Last week I attended a face to face meeting of almost all the staff now working directly on the ADONIS project, a fairly unusual event (I think this was the first one in the current development cycle) since the project now has many people working in different locations around France. Probably as a punishment for typing too noisily during the meeting, I was asked to draft a brief report on the meeting for the ADONIS website, which seems a good pretext for me to write up a blog posting here.
ADONIS is a TGE (Très Grand Equipement) directly financed by the Ministry of Higher Education (MESR) and reporting to the CNRS, the National Research Council. (Inevitably these two bodies occasionally have different points of view and priorities, which makes life, shall we say, interesting). ADONIS is so far the only TGE to have been specifically charged with responsibility for infrastructural support of the humanities and social sciences (SHS) and has defined an ambitious programme of work, currently underway. The TGE is co-ordinated by a small team based in Paris but is highly distributed, with most of its key activities and services being run by people attached to other labs and service organizations around the country, some of whom had never met before this meeting, though they feature on the official staff list.
After a set of mutual introductions around the table, Yannick Maignien (Director) and Richard Walter (Assistant Director) began by sketching out the TGE’s overall structure and objectives, placing them in the international and national contexts respectively. The mission of ADONIS is to improve the quality and efficiency of French research in SHS, by facilitating better access to shared resources, and promoting best practice; in defining and implementing the key infrastructural resources and services needed for the humanities research environment. These include, for example, provision of archival resources; development of an intelligent search engine for existing digital resources; training on the use of specific relevant technologies; promotion of open access and other digital publishing methods.
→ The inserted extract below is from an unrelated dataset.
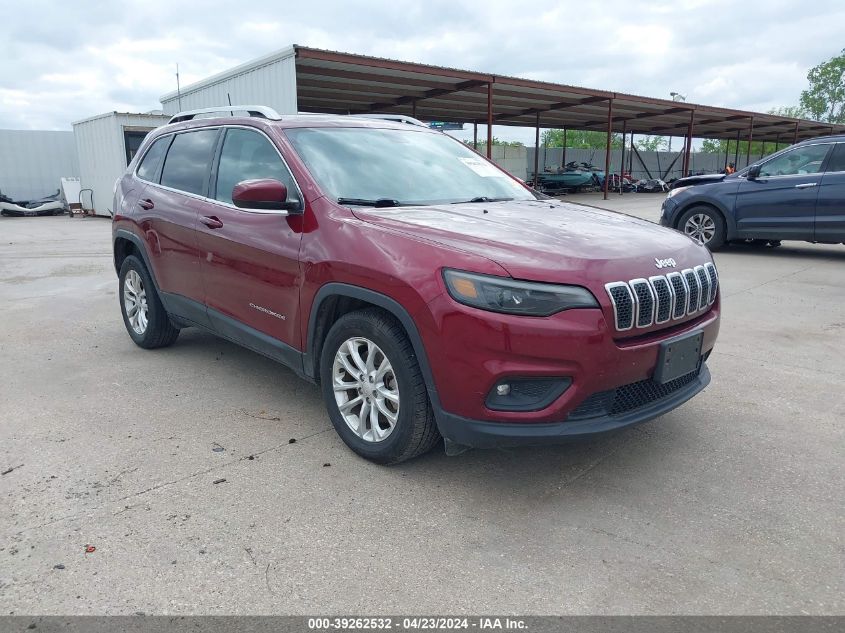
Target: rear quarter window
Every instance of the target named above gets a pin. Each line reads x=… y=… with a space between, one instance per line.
x=189 y=160
x=148 y=168
x=837 y=159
Administratively speaking, ADONIS is a “Unité Propre de Service” (Specific Service Unit) attached to the CNRS, and funded like others such on a four year rolling programme. It has a Steering Committee (comité de pilotage), chaired by Michel Spiro, with representatives of the Ministry and the CNRS Institute for Human and Social Sciences, and other interested parties. It also has an Advisory Board (comité scientifique) with a dozen or so distinguished members (e.g. Simon Hodson from JISC, Stephan Gradman from Humboldt University, Francoise Genova from the Strassbourg Observatory).
Since 2005, the CNRS has also funded a number of centres de ressources (National Resource Centres). These are subject-specific centres attached to one or more existing labos (research units) and charged with the task of sharing their expertise and their services with other research units. In the hard sciences, typically, research is carried out at one of a small number of large labos; in the Humanities by contrast, there is a very large number of small units. Hence the importance of developing and sharing shared solutions to common problems, and the important role that ADONIS has with regard to the centres. Just to make life even more interesting, there are other relevant national organizations, notably the CNRS network of professional staff (collectively known in the CNRS as ITA: Ingénieurs, Techniciens, Administrateurs), and the completely different regional network of Maisons des Sciences de l’Homme which provide support services to the Universities, rather than via the CNRS.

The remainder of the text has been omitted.